Bu bağlamda yakından tanıdığım; hayatlarını yazdığım ailelerin yaşadıklarını gözümün önünde bir kere daha canlandırdım.

Seyahatim sırasında gördüğüm, tanıdığım soydaşlarımla yaptığım görüşmeler sonunda farkına vardım ki ne Yunan halkı ne de Bulgar halkı, Türkiye’ye şu veya bu nedenle yerleşmiş Türkler için geri gelsinler diye kucak açmış bekliyor durumunda değiller.

Bu bakımdan onların memleketi Foça’dır. Ve artık 3 nesil Foçalıdırlar.
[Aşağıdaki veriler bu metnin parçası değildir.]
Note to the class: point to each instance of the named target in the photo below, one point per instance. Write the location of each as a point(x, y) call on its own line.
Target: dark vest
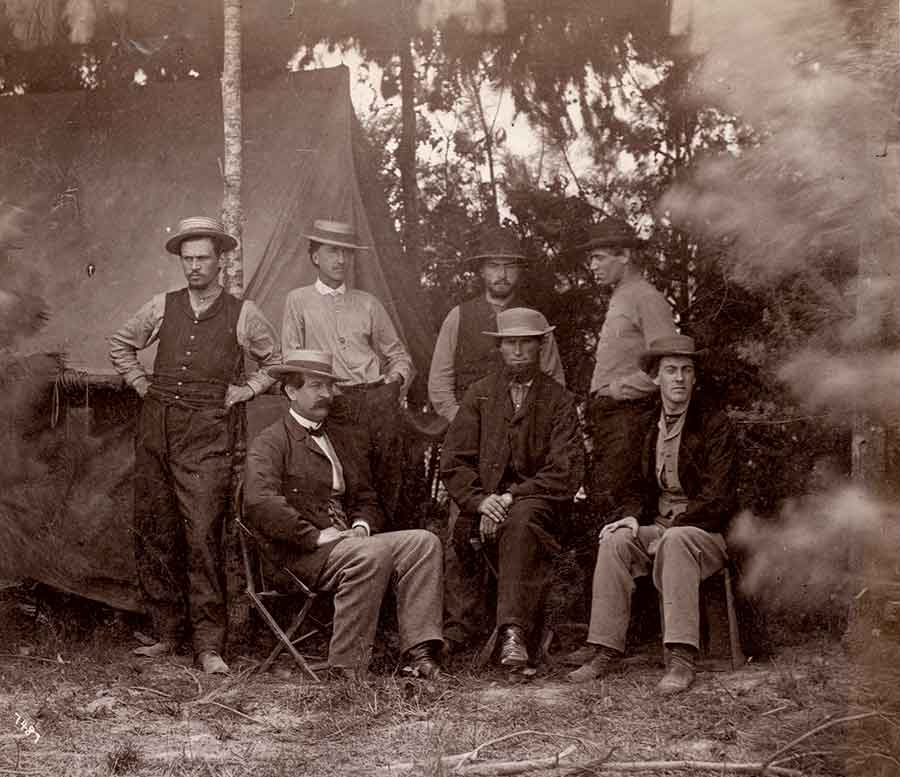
point(476, 353)
point(197, 356)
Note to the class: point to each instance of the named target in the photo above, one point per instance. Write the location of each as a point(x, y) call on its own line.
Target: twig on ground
point(812, 732)
point(473, 754)
point(243, 715)
point(194, 677)
point(458, 761)
point(721, 767)
point(150, 690)
point(29, 658)
point(519, 767)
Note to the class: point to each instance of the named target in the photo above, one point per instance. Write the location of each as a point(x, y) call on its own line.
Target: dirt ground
point(75, 702)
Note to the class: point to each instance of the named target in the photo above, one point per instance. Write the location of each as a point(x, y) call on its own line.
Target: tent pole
point(233, 152)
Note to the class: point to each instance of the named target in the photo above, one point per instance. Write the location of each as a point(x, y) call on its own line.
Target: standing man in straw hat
point(185, 435)
point(621, 393)
point(463, 353)
point(308, 493)
point(370, 359)
point(672, 522)
point(513, 460)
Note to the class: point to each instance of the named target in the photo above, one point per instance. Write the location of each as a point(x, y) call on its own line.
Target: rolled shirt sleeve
point(442, 375)
point(139, 332)
point(258, 337)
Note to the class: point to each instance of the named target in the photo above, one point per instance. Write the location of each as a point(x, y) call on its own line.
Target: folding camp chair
point(261, 589)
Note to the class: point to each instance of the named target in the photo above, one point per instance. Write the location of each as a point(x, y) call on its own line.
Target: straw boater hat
point(673, 345)
point(334, 233)
point(318, 363)
point(497, 243)
point(200, 226)
point(612, 232)
point(521, 322)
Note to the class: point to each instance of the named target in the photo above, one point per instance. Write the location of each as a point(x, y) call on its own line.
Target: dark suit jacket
point(541, 443)
point(706, 469)
point(286, 491)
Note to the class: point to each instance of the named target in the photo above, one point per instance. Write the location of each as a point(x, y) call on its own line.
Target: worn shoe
point(157, 649)
point(212, 663)
point(513, 650)
point(680, 674)
point(599, 666)
point(422, 661)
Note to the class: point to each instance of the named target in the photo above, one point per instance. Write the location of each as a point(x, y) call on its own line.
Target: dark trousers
point(373, 417)
point(617, 432)
point(182, 489)
point(522, 555)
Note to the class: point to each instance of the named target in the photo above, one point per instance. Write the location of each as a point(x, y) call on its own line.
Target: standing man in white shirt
point(370, 360)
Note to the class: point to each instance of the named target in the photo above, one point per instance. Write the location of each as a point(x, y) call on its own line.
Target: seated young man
point(672, 523)
point(512, 460)
point(308, 495)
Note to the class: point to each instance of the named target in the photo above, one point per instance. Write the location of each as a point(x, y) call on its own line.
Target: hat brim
point(649, 357)
point(332, 241)
point(521, 332)
point(226, 241)
point(520, 258)
point(279, 371)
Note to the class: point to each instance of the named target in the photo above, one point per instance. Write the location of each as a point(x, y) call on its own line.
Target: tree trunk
point(406, 153)
point(233, 165)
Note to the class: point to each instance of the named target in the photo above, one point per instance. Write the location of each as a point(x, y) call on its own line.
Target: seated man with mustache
point(512, 460)
point(308, 494)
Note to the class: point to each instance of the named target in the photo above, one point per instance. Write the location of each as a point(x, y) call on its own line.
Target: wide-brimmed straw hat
point(334, 233)
point(612, 232)
point(673, 345)
point(521, 322)
point(318, 363)
point(497, 243)
point(200, 226)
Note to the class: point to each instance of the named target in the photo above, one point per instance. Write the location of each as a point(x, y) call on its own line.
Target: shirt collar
point(327, 291)
point(303, 420)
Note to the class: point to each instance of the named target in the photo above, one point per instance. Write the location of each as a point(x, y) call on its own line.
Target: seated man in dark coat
point(672, 522)
point(513, 460)
point(308, 494)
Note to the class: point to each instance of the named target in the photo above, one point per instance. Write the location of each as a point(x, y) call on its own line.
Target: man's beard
point(521, 372)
Kaçarak gelen ya da kökeni mübadil olanların sayısı yaklaşık (3. Nesil mübadiller ve onların da çocuklarıyla) 3.000 civarındadır.
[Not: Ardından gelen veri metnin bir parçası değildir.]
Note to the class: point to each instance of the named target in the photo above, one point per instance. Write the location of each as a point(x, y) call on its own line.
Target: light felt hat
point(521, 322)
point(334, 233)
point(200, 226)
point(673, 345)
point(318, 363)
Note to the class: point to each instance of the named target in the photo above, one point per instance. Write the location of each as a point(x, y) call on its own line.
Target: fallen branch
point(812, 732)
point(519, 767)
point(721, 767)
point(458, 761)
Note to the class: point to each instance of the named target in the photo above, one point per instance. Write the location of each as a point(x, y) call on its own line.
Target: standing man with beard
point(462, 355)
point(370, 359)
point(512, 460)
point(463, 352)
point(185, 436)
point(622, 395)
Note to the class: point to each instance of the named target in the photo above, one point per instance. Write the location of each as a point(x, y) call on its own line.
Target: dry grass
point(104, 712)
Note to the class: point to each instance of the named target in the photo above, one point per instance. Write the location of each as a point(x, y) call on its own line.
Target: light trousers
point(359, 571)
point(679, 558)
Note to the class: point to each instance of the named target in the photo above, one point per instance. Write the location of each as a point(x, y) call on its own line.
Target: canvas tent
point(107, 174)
Hal böyle olunca son yüz yılda Foça’da yaşanmış üç önemli tarihi olay ya da yaşanmışlık vardır.

Bunlar
- Uluslararası Tuz ticaretinin Foça’dan yapılmış olması (1881-1939)
- Fransız Tatil Köyünün Foça’da açılması, (1967-2005)
- Mübadele süreci ve sonuçları (1923-1924) Önemli not: 1930’a kadar devam etmiştir.
-
Mübadele de diğerleri gibi Foça’nın son yüz yılına damga vurmuş önemli bir yaşanmışlıktır. Foça diğer özelliklerinin yanı sıra tam bir Mübadil Kentidir. Hal böyle olduğuna göre gelecek kuşaklara aktarılması gereken de en önemli konudur.

Tuz depolarını korumayı beceremedik. Foça’nın tarihine damga vurmuş tuz depolarını yıkmayı marifet bildik.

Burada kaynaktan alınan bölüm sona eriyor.